Announcements 🗓
Want to organize your workplace but don’t know where to start? Join the Emergency Workplace Organizing Committee’s foundational training series, starting on Tuesday, Nov. 15 and running weekly on Tuesdays until Dec. 6! In 90-minute sessions over four weeks, we will discuss the problems that workers face at work and how you can come together with your co-workers to address them. You will learn how to prepare yourself and your co-workers to take collective action, building a democratic organization with your co-workers that can negotiate with the boss over your working conditions. Space is limited to 200 participants, so sign up now! Register today.
EWOC is excited to announce our participation in the upcoming NYC Labor Notes Troublemakers School on Nov. 19th. Join the EWOC contingent to attend workshops on developing your organizing committee, turning an issue into a campaign, beating apathy, inoculating at high-turnover workplaces, and more! EWOC also invites all our volunteers and workers who’ve reached out to us for support in their workplaces to join us for an EWOC sponsored luncheon at the conference. Don’t miss out! Sign up today.
Workers today want to join a union more than they have at any other point since the 1960s, yet only around 10% of U.S. workers are in unions, and that number hasn’t changed much in the past two decades. The biggest reason for this is that, if you want a union, but work at either a massive, nationwide company or in the public sector in more than 25 states, labor law has been working against you for the past 40 years. In light of this, most established unions don’t put meaningful resources into organizing workers at major chains and at half of the country’s public-sector workplaces.
If you’re a worker in one of these types of workplaces, and you’ve reached out to a union to start organizing, you’ve likely been told that it’ll be almost impossible to get recognized as a union, let alone win a contract, unless labor law changes. But what most workers don’t know is that there’s another kind of unionism outside of the traditional model that workers in these more difficult workplaces have been using for decades to fight for dignity and build the labor movement, even when the traditional unionization route isn’t available to them. This model is something we’re calling pre-majority unionism, and we’re dedicating a whole new section of the EWOC website to it.
World of Work 🌍
CA: 150 mechanics, machinists, and service technicians of Teamsters Local 952 went on strike in Orange County last week after the transit authority walked out of bargaining. Negotiations have stretched on for months. Workers unanimously rejected a “final, best offer” from the employer in September and continue to stand together to demand a fair contract.
NY: 1,200 physician trainees at Montefiore Medical Center in the Bronx have called on the hospital to recognize their union.
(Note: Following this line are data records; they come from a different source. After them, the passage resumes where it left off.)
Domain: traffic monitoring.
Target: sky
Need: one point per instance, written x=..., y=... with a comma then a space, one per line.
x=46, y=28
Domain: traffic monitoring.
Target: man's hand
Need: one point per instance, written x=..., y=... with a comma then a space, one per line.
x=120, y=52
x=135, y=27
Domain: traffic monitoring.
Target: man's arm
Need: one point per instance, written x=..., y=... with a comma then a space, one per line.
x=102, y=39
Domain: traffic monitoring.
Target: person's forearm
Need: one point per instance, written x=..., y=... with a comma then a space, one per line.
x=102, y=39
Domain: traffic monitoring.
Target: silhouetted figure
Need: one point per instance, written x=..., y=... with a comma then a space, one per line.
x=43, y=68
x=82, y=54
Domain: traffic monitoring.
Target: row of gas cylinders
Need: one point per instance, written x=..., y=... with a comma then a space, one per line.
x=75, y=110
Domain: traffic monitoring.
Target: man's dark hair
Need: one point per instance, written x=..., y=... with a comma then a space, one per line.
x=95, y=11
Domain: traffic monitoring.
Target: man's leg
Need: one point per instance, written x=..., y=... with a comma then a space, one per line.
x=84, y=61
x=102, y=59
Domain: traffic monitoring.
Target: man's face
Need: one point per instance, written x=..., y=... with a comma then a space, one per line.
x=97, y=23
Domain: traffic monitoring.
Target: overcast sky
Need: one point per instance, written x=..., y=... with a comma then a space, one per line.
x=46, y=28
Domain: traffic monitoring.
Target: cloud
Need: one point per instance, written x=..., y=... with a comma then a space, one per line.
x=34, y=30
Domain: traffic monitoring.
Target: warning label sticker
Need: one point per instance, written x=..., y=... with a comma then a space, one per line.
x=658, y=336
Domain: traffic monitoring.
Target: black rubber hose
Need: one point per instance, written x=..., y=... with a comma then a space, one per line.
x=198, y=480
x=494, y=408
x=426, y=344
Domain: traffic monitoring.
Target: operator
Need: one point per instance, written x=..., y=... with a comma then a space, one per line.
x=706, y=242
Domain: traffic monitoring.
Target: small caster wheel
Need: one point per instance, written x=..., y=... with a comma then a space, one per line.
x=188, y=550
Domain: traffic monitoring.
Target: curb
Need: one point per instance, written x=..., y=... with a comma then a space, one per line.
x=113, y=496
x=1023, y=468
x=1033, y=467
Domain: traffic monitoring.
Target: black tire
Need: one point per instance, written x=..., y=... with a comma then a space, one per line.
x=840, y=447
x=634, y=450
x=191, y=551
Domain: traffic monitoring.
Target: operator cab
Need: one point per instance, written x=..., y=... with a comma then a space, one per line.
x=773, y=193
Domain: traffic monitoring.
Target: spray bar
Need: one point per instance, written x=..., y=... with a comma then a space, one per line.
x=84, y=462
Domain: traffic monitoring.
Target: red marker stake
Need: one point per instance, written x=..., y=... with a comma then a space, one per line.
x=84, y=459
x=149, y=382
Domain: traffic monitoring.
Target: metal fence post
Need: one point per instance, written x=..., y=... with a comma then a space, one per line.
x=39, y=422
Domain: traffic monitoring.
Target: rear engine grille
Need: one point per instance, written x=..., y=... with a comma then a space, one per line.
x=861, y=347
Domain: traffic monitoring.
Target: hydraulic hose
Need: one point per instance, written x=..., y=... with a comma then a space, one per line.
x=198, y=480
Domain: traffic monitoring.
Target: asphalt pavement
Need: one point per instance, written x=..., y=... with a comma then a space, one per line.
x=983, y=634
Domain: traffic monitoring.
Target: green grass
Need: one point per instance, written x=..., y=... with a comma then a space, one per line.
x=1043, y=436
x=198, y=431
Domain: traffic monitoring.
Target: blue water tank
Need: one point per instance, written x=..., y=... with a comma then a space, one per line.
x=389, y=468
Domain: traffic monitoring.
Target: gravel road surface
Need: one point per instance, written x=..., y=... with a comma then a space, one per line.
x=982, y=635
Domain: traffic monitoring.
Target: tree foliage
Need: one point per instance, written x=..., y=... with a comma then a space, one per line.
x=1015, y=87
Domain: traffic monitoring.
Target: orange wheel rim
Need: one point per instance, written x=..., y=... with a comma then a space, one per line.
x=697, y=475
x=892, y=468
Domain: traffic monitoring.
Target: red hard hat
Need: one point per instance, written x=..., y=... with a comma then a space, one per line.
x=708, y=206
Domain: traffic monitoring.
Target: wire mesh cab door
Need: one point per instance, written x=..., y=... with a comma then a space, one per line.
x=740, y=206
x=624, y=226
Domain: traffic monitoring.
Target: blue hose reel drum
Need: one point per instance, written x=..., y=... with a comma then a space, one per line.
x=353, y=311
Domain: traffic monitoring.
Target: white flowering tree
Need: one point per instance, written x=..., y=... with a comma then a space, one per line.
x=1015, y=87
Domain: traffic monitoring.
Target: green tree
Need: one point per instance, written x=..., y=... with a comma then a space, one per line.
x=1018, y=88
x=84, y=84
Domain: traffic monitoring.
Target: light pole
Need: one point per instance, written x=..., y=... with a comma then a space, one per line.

The residents are organizing with the SEIU Committee of Interns and Residents to fight for full staffing, better pay and benefits, and improved family leave.
USA: Rank-and-file workers in key logistics sectors are fighting for fair pay, benefits, and leave. Pilots at American and United Airlines both rejected contract proposals on Monday, and Delta pilots voted to authorize a strike. Meanwhile, hundreds of thousands of train operators, engineers, and mechanics are standing strong in the face of political pressure by continuing to organize amid a bargaining impasse with the major rail carriers.
IA: Striking workers of Local 100G of the Bakery, Confectionery, Tobacco Workers and Grain Millers Union have forced their employer, Ingredion, back to the bargaining table. The Local’s 122 members have been on strike since the beginning of August to demand changes to scheduling, overtime policies, and health insurance benefits.
Week in Labor History 📚
November 8, 1892: Workers in New Orleans begin a general strike, demanding a 10-hour workday and overtime pay. The strike was organized by the Triple Alliance Amalgamated Labor Council, a coalition of the Teamsters, Scalesmen, and Packers unions. The New Orleans strike was especially noteworthy as it was one of the first strikes in U.S. history to include integrated black and white workers. Despite arrests, intimidation, and attempts from bosses and the press to incite racial distrust, the workers held together and struck for four straight days, eventually winning their key demands.